2007 GSA Denver Annual Meeting (28–31 October 2007)

Paper No. 11
Presentation Time: 4:15 PM

FABRIC ANALYSIS OF STRAIN PARTITIONING IN A GRANULITE FACIES SHEAR ZONE, ARUNTA INLIER, CENTRAL AUSTRALIA


GAGE, JoAnn1, GOODWIN, Laurel B.1, TIKOFF, Basil2 and KELSO, Paul3, (1)Department of Geology and Geophysics, University of Wisconsin Madison, 1215 W. Dayton St, Madison, WI 53706, (2)Department of Geoscience, University of Wisconsin Madison, 1215 W. Dayton St, Madison, WI 53706, (3)Department of Geology and Physics, Lake Superior State University, 650 W. Easterday Ave, Sault Ste. Marie, MI 49783, jgage@geology.wisc.edu

Deformation in granulite-facies shear zones is poorly understood relative to deformation at shallower crustal levels. We have studied a ~200 m wide shear zone formed at 710 ± 50 °C, at depths of 20-30 km, in the Arunta Inlier of central Australia. The area contains three main rock types whose distribution varies among structural units. Metasedimentary rocks are volumetrically subordinate; the field area is dominated by intermediate and mafic granulites. Yet shear zones appear to be preferentially located in areas with both significant centimeter- to meter-scale interlayering of different lithologies and a greater volume of quartz-rich metasedimentary granulites.

Within the shear zone, compositional banding in the metasedimentary granulite is thinner, more continuous, and more planar than in less deformed areas, indicating higher strain recorded by rocks inside the shear zone. In the porphyroclastic granulite, abundant plagioclase porphyroclasts are drawn into polycrystalline ribbons. The mafic granulite, however, shows no mesoscopic signs of strain variation across shear-zone margins.

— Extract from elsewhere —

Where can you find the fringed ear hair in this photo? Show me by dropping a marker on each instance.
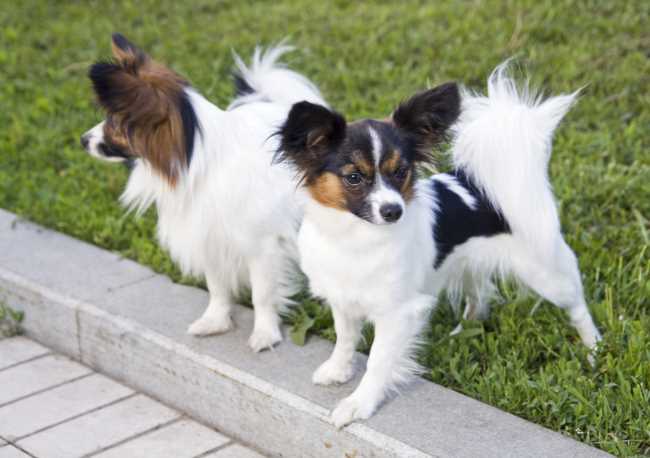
(308, 134)
(427, 115)
(127, 55)
(147, 104)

Fabric analyses were completed to explore the strengths and limitations of measures of finite strain in these rocks. We analyzed shape-preferred orientation (SPO), Anisotropy of Magnetic Susceptibility (AMS), and crystallographic preferred orientation (CPO). In the porphyroclastic granulite, the AMS foliation and lineation are parallel to those measured in the field and described by plagioclase SPO. In the mafic granulite, the AMS fabric is not parallel to the field foliation and lineation, although the magnitude of anisotropy is higher in the center than outside shear zones. The AMS ellipsoids of metasedimentary granulites inside the shear zone range from strongly anisotropic to nearly spherical, depending on the bulk mineralogy and distribution of magnetic phases. Field observations and the results of fabric analyses collectively suggest competency contrast is sufficient to localize deformation at granulite facies conditions and, where present, quartz plays an important role in this localization.